Diğer taraftan, miras bırakanın 01.04.1974 tarihli ve ½ sayılı İçtihadı Birleştirme Kararı çerçevesinde iradesinin tartışmaya yer bırakmayacak şekilde açıklığa kavuşturulması ve muvazaa ile illetli olduğunun saptanması halinde zamanaşımı hükümlerine tabi olmayacağı gözetilmek suretiyle bir karar verilmesi gerekmektedir.
Somut olayda, yukarıda açıklanan ilke ve olguları kapsar biçimde bir araştırma ve incelemenin yapıldığını söyleyebilme olanağı yoktur.
Şöyle ki, taraflarca ileri sürülen hiç bir delil toplanmadan yazılı şekilde karar verilmiştir.
Hâl böyle olunca; mahkemece, yukarıdaki açıklanan ilke ve olgular doğrultusunda gerekli araştırma ve incelemenin yapılması, dava konusu taşınmazların temlikine ilişkin resmi senetlerin istenilmesi, dava konusu taşınmazların satış tarihindeki gerçek değerlerinin ne olduğunun, satış bedeli ile gerçek değer arasında fark bulunup bulunmadığının tespit edilmesi, tarafların bildirdiği tanıkların dinlenerek muris muvazaası iddiasına yönelik bilgilerinin alınması, soruşturmanın eksiksiz tamamlanması, murisin yaptığı temliklerdeki gerçek iradesinin ne olduğunun kuşkuya yer bırakmayacak şekilde ortaya konulması, muvazaa ile illetli olduğunun saptanması hâlinde hak düşürücü ve zamanaşımı hükümlerine tâbi olmayacağı gözetilmek suretiyle, hasıl olacak sonuca göre bir karar verilmesi gerekirken noksan soruşturma ile yetinilerek yazılı olduğu üzere hüküm tesisi isabetsizdir.

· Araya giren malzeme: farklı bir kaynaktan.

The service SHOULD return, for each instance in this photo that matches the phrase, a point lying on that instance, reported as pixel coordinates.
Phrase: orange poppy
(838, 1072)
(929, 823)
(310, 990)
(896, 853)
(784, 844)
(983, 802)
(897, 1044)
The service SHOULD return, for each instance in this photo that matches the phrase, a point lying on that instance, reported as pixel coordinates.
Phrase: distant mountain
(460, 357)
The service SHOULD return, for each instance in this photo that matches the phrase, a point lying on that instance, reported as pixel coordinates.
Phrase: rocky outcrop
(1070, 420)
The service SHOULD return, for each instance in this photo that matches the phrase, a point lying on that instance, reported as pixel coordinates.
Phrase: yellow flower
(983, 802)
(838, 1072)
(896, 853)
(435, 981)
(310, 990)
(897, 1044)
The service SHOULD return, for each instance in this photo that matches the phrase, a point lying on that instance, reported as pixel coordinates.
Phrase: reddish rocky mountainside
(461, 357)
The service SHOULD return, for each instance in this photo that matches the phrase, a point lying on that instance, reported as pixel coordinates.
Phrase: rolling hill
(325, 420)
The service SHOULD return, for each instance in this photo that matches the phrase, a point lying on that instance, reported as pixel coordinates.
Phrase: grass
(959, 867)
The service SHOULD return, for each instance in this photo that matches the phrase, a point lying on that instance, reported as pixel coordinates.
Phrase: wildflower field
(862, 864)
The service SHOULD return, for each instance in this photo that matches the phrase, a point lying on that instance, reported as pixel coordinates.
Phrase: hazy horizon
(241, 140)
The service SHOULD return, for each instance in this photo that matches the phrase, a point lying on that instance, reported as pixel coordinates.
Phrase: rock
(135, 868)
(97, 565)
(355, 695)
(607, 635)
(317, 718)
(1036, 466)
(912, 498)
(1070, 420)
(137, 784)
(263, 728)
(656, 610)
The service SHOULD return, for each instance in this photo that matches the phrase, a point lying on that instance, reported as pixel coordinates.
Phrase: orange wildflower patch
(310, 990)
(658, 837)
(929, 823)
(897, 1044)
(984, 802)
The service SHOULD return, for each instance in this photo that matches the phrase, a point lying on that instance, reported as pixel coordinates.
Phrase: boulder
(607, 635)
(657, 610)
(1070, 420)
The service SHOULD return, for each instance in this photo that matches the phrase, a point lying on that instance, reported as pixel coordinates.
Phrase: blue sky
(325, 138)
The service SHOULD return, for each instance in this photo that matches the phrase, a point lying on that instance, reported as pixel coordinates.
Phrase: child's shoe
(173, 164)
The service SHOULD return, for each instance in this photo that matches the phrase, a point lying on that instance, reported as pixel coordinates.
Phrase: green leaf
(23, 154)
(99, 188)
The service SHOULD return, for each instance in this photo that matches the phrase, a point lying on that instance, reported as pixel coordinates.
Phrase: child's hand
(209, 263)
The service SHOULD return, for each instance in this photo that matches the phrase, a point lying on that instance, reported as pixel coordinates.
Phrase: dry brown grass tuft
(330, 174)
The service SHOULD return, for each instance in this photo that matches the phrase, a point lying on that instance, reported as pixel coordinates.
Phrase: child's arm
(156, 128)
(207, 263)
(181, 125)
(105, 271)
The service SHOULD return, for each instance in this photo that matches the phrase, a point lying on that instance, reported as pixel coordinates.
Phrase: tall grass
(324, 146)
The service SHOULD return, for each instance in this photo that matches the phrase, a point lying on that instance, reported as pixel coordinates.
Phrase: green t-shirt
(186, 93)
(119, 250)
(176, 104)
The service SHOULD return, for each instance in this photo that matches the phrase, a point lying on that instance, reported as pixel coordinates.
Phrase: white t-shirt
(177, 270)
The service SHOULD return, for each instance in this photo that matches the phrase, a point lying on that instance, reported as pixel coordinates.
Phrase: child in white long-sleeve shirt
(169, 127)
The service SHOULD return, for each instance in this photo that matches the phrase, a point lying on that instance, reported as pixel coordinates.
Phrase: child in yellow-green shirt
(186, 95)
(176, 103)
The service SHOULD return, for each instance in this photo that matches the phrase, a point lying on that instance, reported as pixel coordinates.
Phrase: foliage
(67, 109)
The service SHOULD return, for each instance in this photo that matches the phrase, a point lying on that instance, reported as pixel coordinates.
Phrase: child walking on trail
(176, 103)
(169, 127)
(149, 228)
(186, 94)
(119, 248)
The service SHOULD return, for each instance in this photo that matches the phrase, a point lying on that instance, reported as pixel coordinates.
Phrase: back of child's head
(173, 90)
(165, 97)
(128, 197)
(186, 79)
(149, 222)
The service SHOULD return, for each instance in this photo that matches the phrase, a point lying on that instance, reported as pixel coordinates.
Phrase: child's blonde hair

Davacılar vekilinin temyiz itirazı yerindedir. Kabulü ile, hükmün açıklanan nedenden ötürü (6100 sayılı Yasanın geçici 3.maddesi yollaması ile) 1086 sayılı HUMK’un 428.maddesi gereğince BOZULMASINA, 21.12.2015 tarihinde yürürlüğe giren Avukatlık Ücret Tarifesi gereğince gelen temyiz edenler vekili için 1.350.00.-TL. duruşma vekâlet ücretinin temyiz edilenlerden alınmasına, alınan peşin harcın temyiz edene geri verilmesine, 08.11.2016 tarihinde oybirliğiyle karar verildi.